Unless handled in the tool, fields that have lists of values (e.g. tags with a list of semicolon-separted values) will be displayed as is. The following fields have this special handling for collecting distinct values: authors, creators, editors and tags.

Count/Show/Export items

Library items can be manipulated in different ways, as shown hereafter.

  • Counting items (filter only):

    $ zotero-cli count -f "collections:biblio" -f "date:>Sep 2018"
    123
    
  • Showing or exporting items (filter + sort + limit):

    $ zotero-cli show year title numPages -f "collections:biblio" -f "date:>Sep 2018" -s date -l ">rank:2"
    

Use predefined queries

Some queries are predefined for the sake of simplicity.

$ zotero-cli show - --query "top-50-most-relevants"

    Year  Title   #Pages  Type             
    ----  -----   ------  ----   
    [...]          

Field argument

Use the "-" field argument to use the list of fields to be displayed from the query. If other fields should be displayed, they can be entered instead of "-" as normal ; this will override the fields from the query.

$ zotero-cli show year title --query "top-50-most-relevants"

    Year  Title
    ----  -----
    [...]          

Moreover, using the --limit or --sort options will override these of the query.

$ zotero-cli show year title --sort title --query "top-10-most-relevants"

$ zotero-cli show year title --limit "title:5" --query "top-10-most-relevants"
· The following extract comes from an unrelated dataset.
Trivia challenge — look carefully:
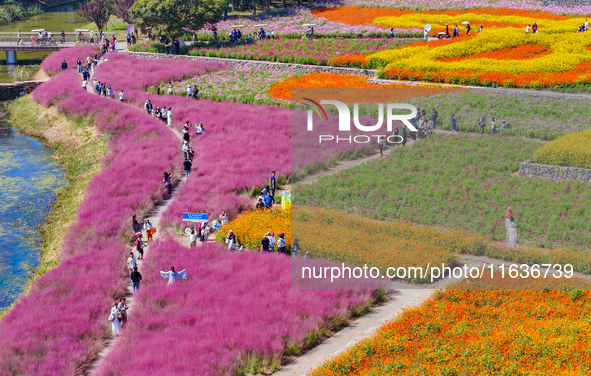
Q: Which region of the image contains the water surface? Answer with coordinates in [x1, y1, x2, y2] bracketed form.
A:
[0, 104, 65, 309]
The following queries are currently implemented:

  • top-10-most-relevants: returns the top-10 most relevant references, setting the rank field for ranking items according to a PageRank-like algorithm ; the displayed fields are Year, Title, #Pages and Type.
  • top-50-most-relevants: identical to the previous query, but with the top-50.
  • no-attachment: returns the list of items with no attachment ; useful for identifying references for which the related document was not attached yet, this only displays the Title.
  • no-url: returns the list of items with no URL ; useful for identifying references that have no hyperlink yet, this only displays the Year and Title, sorted by Year.

Mark items

Library items can be marked as read or unread. By default, items are logically considered unread and are therefore displayed in bold. Once marked as read, they are not displayed in bold anymore.

$ zotero-cli mark --filter "key:QZR5QAIW"

$ zotero-cli mark --query "top-10-most-relevants"

Available markers

  • read / unread: by default, items are displayed in bold ; marking an item as read will make it display as normal
  • irrelevant / relevant: this allows to exclude a result from the output list of items
  • ignore / unignore: this allows to completely ignore an item, including in the ranking algorithm

NB: Markers are stored with other JSON files in the cache, that is, at ~/.zotero/cache/marks.json.